Let me focus on the context of rigorous equilibrium statistical physics (see, e.g., Georgii's book "Gibbs Measures and Phase Transitions"). There, one works with probability measures on infinite systems, often on a lattice; let me assume it's $\mathbb{Z}^d$. In this context, a macroscopic observable is defined as a function $O:\Omega\to\mathbb{R}$ (where $\Omega$ is the set of all configurations $(\omega_i)_{i\in\mathbb{Z}^d}$) which does not depend on the values of any finite sets of spins $\omega_i$ (technically, one says that such an observable is measurable with respect to the tail $\sigma$-field).
Let me give you some examples of such observables, in the simple case of Ising-type systems, i.e., with $\Omega=\{-1,1\}^{\mathbb{Z}^d}$. Let $\sigma_i$ denote the spin at $i$, $\sigma_i(\omega)=\omega_i$.

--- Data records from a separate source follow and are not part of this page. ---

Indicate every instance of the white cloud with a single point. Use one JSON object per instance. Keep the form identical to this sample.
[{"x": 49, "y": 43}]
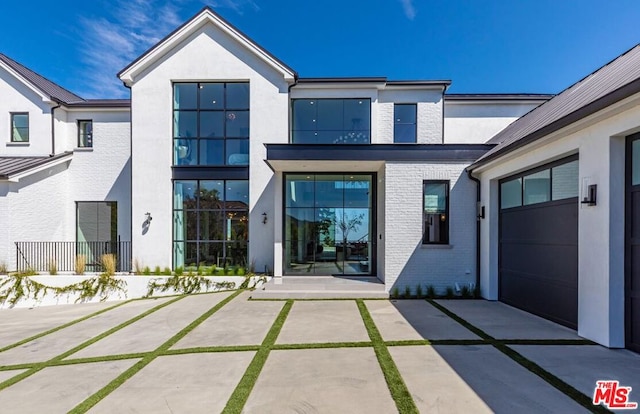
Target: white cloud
[
  {"x": 409, "y": 8},
  {"x": 110, "y": 42}
]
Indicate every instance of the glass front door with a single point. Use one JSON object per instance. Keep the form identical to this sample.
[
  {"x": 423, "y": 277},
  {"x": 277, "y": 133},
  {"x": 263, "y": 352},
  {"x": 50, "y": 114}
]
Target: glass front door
[{"x": 329, "y": 224}]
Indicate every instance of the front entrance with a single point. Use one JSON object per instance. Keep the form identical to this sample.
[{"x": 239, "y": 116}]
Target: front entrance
[
  {"x": 632, "y": 253},
  {"x": 329, "y": 224}
]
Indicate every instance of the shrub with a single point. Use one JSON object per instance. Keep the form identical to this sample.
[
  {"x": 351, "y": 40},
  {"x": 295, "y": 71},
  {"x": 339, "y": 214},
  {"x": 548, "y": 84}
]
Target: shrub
[
  {"x": 431, "y": 292},
  {"x": 81, "y": 264},
  {"x": 108, "y": 262}
]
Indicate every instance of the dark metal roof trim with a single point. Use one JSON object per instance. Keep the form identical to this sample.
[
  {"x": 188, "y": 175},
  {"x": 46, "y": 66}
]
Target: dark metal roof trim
[
  {"x": 54, "y": 91},
  {"x": 225, "y": 21},
  {"x": 10, "y": 166},
  {"x": 376, "y": 152},
  {"x": 497, "y": 97},
  {"x": 101, "y": 103}
]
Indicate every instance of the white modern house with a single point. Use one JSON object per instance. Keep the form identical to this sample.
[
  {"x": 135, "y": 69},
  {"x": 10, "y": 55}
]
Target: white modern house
[{"x": 225, "y": 155}]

$\circ$ Averages of local observables, e.g.,
$$
\lim_{\Lambda\uparrow\mathbb{Z}^d} \frac1{|\Lambda|}\sum_{i\in\Lambda} \sigma_i\;.
$$
$\circ$ Events such as "There are no infinite connected components of $-1$-spins".
In both cases, changing a finite number of spins does not modify the value of the observable $O$.
One nice thing about this definition is that one can prove very generally that such observables take deterministic values (i.e., are almost surely constant) with respect to any pure phase (extremal Gibbs measure). In other words, they do not fluctuate (remember one deals here with infinite systems).